The ClassicAlertMgr class of the classic_alerts module allows to fetch, search and update alerts coming from your Recorded Future enterprise.

With classic alerts we mean:

  • alerts related to the Recorded Future intelligence goal library
  • custom alerts created by you from the advanced query builder

See the API Reference for internal details of the module.

Notes

  1. The search, fetch and fetch_bulk methods all return a ClassicAlert object, or a list of them. If you want to look for new alerts you can use the search endpoint, while if you alert IDs and you need to lookup the alerts related to them, you will need to use the fetch (for very small number of IDs to lookup) or fetch_bulk (for bigger lookups).
  2. All the methods mentioned on point 1 accept a field parameter to increase or reduce the information retrieved for each alert. The following fields are always requested: id, log, title, rule no matter which field you specify.
    • search uses only the required fields by default if the fields parameter is not specified.
    • fetch and fetch_bulk use all the fields if the fields parameter is not specified. The more fields are requested the slower the action will be, make sure to balance the number of fields and the amount of alerts to search or fetch. A full list of fields can be found in the ALL_CA_FIELDS in the constants file for this module. Link

Examples

Warning

Below are some examples of usage of the module. Consider adding error handling as necessary. All the errors that can be raised by each method or function are specified in the API Reference page.

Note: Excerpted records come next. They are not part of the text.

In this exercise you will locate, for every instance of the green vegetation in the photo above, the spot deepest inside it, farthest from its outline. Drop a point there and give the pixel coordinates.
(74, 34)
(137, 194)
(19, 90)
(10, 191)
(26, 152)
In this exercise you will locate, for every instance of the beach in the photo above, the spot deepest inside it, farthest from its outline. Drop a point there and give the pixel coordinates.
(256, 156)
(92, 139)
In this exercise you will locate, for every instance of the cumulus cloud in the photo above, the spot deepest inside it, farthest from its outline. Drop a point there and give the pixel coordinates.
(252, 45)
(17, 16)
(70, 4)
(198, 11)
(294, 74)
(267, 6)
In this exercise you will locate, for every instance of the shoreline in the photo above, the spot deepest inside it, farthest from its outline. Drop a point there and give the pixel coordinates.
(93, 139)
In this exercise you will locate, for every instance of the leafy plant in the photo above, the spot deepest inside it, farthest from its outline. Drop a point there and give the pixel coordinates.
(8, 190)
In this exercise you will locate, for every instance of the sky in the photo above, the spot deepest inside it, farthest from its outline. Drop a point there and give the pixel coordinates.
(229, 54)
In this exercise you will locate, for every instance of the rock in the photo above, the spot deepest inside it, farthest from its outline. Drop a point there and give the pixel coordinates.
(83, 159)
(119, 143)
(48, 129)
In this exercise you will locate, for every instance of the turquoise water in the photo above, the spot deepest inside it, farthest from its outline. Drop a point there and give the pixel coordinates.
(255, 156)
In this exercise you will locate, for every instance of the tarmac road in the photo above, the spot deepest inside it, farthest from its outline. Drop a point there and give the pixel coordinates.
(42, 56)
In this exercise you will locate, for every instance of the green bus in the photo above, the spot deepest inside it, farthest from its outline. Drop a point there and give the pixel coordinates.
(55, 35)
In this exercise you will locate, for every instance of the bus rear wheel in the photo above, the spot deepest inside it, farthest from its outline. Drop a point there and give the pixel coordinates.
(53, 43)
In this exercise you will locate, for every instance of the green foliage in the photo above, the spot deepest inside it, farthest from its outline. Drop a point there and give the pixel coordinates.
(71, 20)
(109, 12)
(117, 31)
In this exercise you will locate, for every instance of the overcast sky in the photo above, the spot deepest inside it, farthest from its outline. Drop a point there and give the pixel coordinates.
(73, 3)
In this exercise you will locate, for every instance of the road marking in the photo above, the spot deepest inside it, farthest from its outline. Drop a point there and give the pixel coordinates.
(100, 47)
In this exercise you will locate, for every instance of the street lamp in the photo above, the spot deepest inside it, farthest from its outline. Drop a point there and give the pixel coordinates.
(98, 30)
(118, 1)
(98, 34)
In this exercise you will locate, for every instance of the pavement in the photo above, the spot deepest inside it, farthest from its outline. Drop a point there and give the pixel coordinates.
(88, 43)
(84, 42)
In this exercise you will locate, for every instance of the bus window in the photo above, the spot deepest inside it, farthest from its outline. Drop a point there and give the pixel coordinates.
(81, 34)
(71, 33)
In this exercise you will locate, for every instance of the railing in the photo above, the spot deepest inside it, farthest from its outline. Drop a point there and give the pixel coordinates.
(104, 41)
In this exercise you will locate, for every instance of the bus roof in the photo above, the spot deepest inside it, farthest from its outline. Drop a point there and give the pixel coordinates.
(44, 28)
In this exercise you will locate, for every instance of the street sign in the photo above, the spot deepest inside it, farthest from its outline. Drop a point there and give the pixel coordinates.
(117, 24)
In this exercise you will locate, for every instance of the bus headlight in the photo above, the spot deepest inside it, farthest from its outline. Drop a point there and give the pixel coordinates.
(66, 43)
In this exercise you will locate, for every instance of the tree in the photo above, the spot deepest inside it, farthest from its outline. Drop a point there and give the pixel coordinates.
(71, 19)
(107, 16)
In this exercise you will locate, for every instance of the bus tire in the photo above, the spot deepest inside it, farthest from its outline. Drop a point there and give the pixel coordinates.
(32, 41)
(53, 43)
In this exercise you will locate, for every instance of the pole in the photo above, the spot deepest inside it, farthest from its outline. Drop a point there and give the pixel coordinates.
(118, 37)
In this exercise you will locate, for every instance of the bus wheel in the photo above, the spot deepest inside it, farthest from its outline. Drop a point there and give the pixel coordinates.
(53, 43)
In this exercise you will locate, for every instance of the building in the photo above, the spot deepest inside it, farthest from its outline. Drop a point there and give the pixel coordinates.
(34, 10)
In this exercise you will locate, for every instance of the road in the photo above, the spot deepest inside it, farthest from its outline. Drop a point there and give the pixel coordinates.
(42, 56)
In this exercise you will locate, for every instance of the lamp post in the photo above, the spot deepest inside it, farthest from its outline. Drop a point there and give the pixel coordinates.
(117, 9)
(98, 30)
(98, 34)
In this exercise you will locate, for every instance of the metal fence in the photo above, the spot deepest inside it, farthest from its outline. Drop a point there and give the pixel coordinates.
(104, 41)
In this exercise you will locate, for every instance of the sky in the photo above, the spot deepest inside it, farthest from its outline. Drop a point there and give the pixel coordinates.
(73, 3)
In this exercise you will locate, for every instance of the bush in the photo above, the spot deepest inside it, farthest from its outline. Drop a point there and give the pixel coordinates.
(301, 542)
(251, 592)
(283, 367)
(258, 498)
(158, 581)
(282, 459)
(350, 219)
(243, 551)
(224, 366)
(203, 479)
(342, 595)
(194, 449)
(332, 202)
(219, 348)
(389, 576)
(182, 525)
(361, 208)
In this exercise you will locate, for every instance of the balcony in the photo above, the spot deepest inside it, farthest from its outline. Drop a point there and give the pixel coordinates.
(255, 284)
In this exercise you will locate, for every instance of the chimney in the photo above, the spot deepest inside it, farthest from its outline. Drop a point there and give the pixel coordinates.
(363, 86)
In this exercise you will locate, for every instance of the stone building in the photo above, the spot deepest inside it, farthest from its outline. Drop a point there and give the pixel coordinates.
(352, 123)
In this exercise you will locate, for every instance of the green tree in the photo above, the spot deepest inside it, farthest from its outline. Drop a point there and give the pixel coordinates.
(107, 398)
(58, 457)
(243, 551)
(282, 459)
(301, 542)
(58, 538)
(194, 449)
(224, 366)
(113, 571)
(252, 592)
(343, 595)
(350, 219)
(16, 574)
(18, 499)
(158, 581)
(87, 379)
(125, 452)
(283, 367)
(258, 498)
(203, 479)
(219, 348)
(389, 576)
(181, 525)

Also, you need to configure the RF_TOKEN environment variable before starting. See Learn.

Example 1: Search the latest new alerts and save them as markdown.

In order to search for newer alerts you can use the search method, with a -1d trigger time lookback. To further filter them out you can use the value of New for the status.

To build the markdown for alerts we need all the fields, so you can use the ALL_CA_FIELDS list to get them all. In the markdown method we can specify all some options to define a

from pathlib import Path

from psengine.classic_alerts import ClassicAlertMgr
from psengine.classic_alerts.constants import ALL_CA_FIELDS

OUTPUT_DIR = Path(__file__).parent / 'alerts'
OUTPUT_DIR.mkdir(exist_ok=True)

mgr = ClassicAlertMgr()
alerts = mgr.search(triggered='-1d', status='New', fields=ALL_CA_FIELDS)

for alert in alerts:
    markdown = alert.markdown(ai_insights=False, triggered_by=False, defang_iocs=True)
    (OUTPUT_DIR / f'{alert.id_}.md').write_text(markdown)

Tip

To replicate this example you will need to change the ALERT_IDS list with one or more ID of alerts that triggered in your enterprise. Either hardcode them, or use the search method shown above. For each alert found, the id_ attribute can be used to return the ID of that alert.

This example starts with the assumption that you have a list of alert IDs retrieved by a search, or a colleague or another integration/security tool. We will use only two alert IDs for demonstration.

In this example we use the fetch_bulk method to download the alerts. We use the max_workers=2 to split the task to two threads for faster performances.

The alerts might have an image ID in its payload, which will be collected by the fetch_all_images method. This method does not return the images but save them in a images property of the alert. If you need to access these images programmatically you can do that with alert.images.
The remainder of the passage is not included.